Así estableció su vivienda en una tinaja, que solo abandonaba para
dormir en los pórticos de los templos, se vistió con una humilde capa y comenzó
a caminar descalzo sin importarle la estación del año. Sin embargo, según
cuenta el mito sobre su vida, para el griego nada
era lo suficientemente humilde y siempre encontraba nuevas formas de reducir su
dependencia por lo material. En una ocasión, vio como un niño bebía agua
con las manos en una fuente: «Este muchacho –dijo– me ha enseñado que todavía
tengo cosas superfluas», y tiró su escudilla (un recipiente semiesférico usado
para trasladar líquidos). También se despojó de su plato al ver que a otro
niño, al rompérsele el suyo, puso
las lentejas que comía en la concavidad de un trozo de pan.
La actitud de Diógenes, no en vano, podía pasar en ocasiones
por la de un provocador obsceno o la de un elemento subversivo. Además de hacer
sus necesidades a la vista pública, como prueba de que ninguna actividad humana
es tan vergonzosa como para requerir privacidad, se masturbó en el Ágora, la
principal y más transitada plaza de Atenas, sin más explicación que « ¡Ojalá, frotándome el vientre, el hambre
se extinguiera de una manera tan dócil!». Y, entre las numerosas anécdotas
sobre su vida, también destaca por ofensiva la actitud que padeció un adinerado
hombre que tuvo la osadía de invitarle a un banquete en su lujosa mansión con
la única prohibición de que no escupiera en su casa.

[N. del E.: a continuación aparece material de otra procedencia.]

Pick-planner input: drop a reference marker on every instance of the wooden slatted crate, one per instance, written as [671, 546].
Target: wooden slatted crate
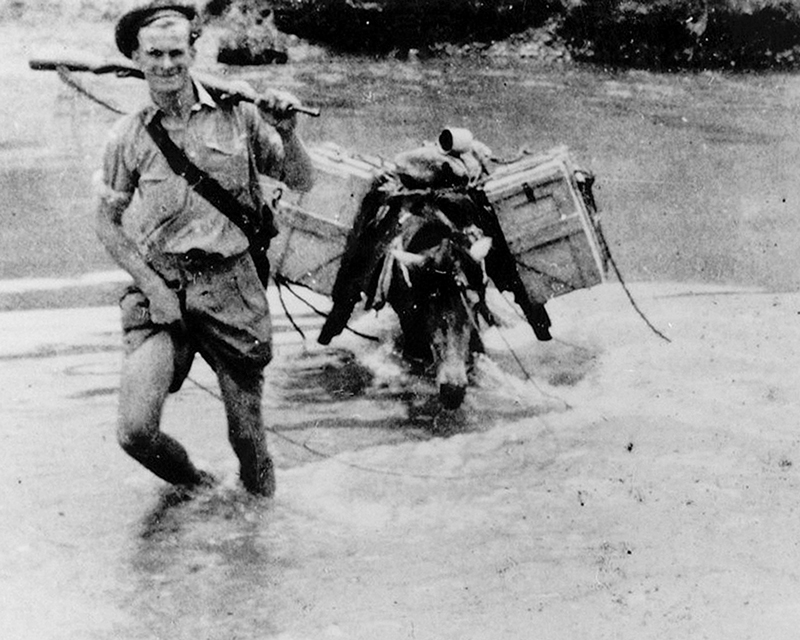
[551, 231]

Diógenes hizo unas cuantas gárgaras
para aclararse la garganta y le escupió directamente a la cara, alegando que no
había encontrado otro lugar más sucio donde desahogarse.
Sin conocerse realmente las circunstancias que le llevaron a Corinto, donde
tendría el encuentro con Alejandro Magno, la leyenda sostiene que Diógenes fue
capturado por unos piratas y vendido como esclavo cuando se dirigía a Egina (Islas Sarónicas, Grecia). Fue
comprado por un aristócrata local, Xeniades de Corinto, quien le devolvió la
libertad y le convirtió en tutor de sus dos hijos. Pasó el resto de su vida en
esta ciudad, donde de la misma forma son
fértiles las estrambóticas anécdotas sobre el comportamiento del filósofo
.
Precisamente, a cuenta de su muerte, también se han escrito
diferentes y fabuladas versiones. Según una de ellas, murió de un cólico
provocado por la ingestión de un pulpo vivo. No en vano, la más excesiva
asegura que falleció por su propia voluntad: reteniendo
la respiración hasta quedar sin vida. «Cuando me muera echadme a los perros. Ya
estoy acostumbrado», fueron sus últimas palabras. Su ocaso aconteció el mismo
año, el 323 a. C., que el gran Alejandro.